To what extent would this constitute a happy ending for the novel? Quite aside from the question of the fate of Sam, Josh, and the others, most human animals today would argue that no ending in the dystopic world of Animals could be “happy” if it stopped short of a general renunciation by the entire populace of the practice of eating “yurn.”
     But what of a happy ending outside the confines of this novel—in the real world of the early twenty-first century, not in an imagined world of the early twenty-second? Much of the point for me of creating Sam as the being that he is in the circumsrtances that he faces was to inquire into a particular reality for a sentient creature much like most of us—what would it be like to face something akin to today’s factory farming? No doubt a novel of this sort will provide fodder for philosophical debate on the wider arguments concerning whether or not human animals should kill and eat non-human animals; indeed, I hope it does. But the most urgent topic for debate and for action today is not that one; it is the issue of factory farming. Let us not forget the large philosophical questions. But let us focus above all on the 99% of cases about which almost all humans in possession of the facts are likely to agree—not the 1% over which there is likely to be lively argument for the foreseeable future. In today’s world more than 99% of farm animals (I refer here to dairy cattle and laying hens as well as to animals raised to become meat) lead the lives of utter misery that factory farming demands of them. On the desirability of bringing such misery to an end surely all readers can agree, once they are in full possession of the facts. 

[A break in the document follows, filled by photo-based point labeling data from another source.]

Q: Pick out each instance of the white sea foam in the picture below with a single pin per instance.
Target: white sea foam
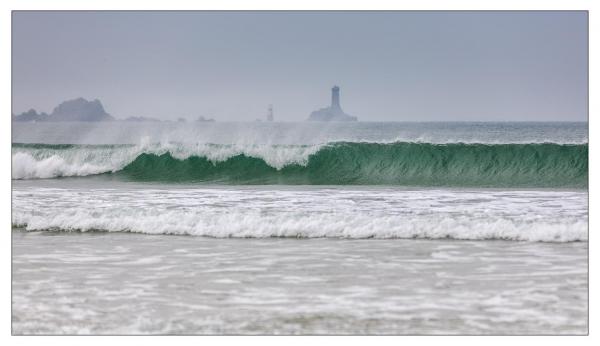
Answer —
(32, 163)
(527, 215)
(256, 225)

     But what are the facts? The suffering that Sam is subjected to in the last part of this novel is so extreme that it may well seem implausible to some readers. Surely no innocent creature capable of feeling could legally be made to endure such suffering, or not at least in any society even remotely like our own. Yet every day both in North America (where this story is set) and around the world millions and millions of cows, pigs, and chickens endure far worse than this. When they are branded, when their ears or their beaks are mutilated, when they are castrated, no anaesthetic is used. When they are slaughtered they are often still conscious as they begin to be bled, skinned, and sliced open. The conditions in which they are forced to live—those of pigs and chickens and dairy cattle even more than those of beef cattle—are considerably worse than those that Sam and Josh and the others endure. Kept in pens in which they are often unable to turn around, such animals lead lives of unutterable misery. They are bred and raised using methods designed purely to facilitate the production of cheaper and cheaper flesh, eggs, and milk for humans to consume, and those methods typically make them unnaturally proportioned and make their bodies function in unnatural ways—almost always to their considerable pain and discomfort. 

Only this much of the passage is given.